How do you know when someone really loves you? Let's turn to the Gospel to answer this question: “This is my commandment, that you love one another, as I have loved you. Greater love than this no man hath, that a man lay down his life for his friends. You are my friends, if you do the things that I command you.” Jn 15:12-14
To lay down his life for his friends.
It's by their sacrifice that we know someone really loves us. This is what Jesus said, then it's what he did by his death on a cross.
"According to tradition St. Thomas Aquinas once asked St. Bonaventure how he had acquired the deep theological wisdom he displayed in his writings. St. Bonaventure pointed to a crucifix and said that he had learned all he knew from contemplating it."(Click here to read the entire article, found at www.catholicliturgy.com.)
There are I think a dozen crucifixes hanging on the walls of our home. Quite a few of them were there before I married my husband. We’ll never take them down, except maybe to dust them, or paint the wall behind them. I look at the image of my Lord nailed to the cross, blood rivering down his arms and his side, and I enter into prayer, even if just for a moment as I’m walking by. Those crucifixes are much-needed reminders for when the world becomes hopeless, when work gets unbearable, when we're caught up in distractions and problems, of what's really important in this life, and in the next.
We can hope for ourselves when we encounter the beaten, brutalized body of Jesus, ruthlessly executed through the violence of crucifixion. Not just His physical suffering as he was scourged, crowned with thorns and forced to carry his cross to his death; but the isolation at being utterly rejected by His people; by the humiliation of being spat upon, of falling, being stripped and nailed to a cross, meant to be left for wild animals to devour. Crucifixion is a punishment meant to utterly dehumanize. He took all of the sins that we lash out into the world upon himself, and when he laid down His own life for our sakes, he took all of that sin and let it die with Him. It's from this horrible suffering and death that Jesus rose, conquering sin and death, and He lives.

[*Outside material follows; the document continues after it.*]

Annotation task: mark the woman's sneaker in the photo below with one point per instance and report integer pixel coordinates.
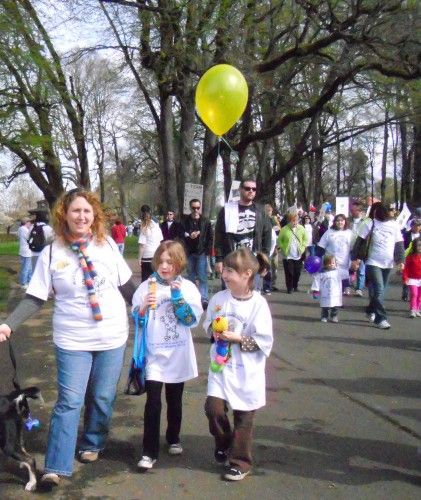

If I am unwilling to contemplate His death, how can I really comprehend the glory of His Resurrection? How can I understand what He meant when he said to love one another? How can I call myself a disciple if I am not kneeling at the foot of the Cross, the single place where I learn what it means to lay down my life as Christ commands?
More from Michael Pakaluk’s article:
"Perhaps having supposed that the elimination of suffering is the aim of life and of morality, we are confused by the suggestion that Christ desires to suffer, that His purpose in life was to die for us. That Jesus loves us is a consoling thought, but that He loves us that much disturbs as well as consoles. A God Who gives that much might in fact ask that much."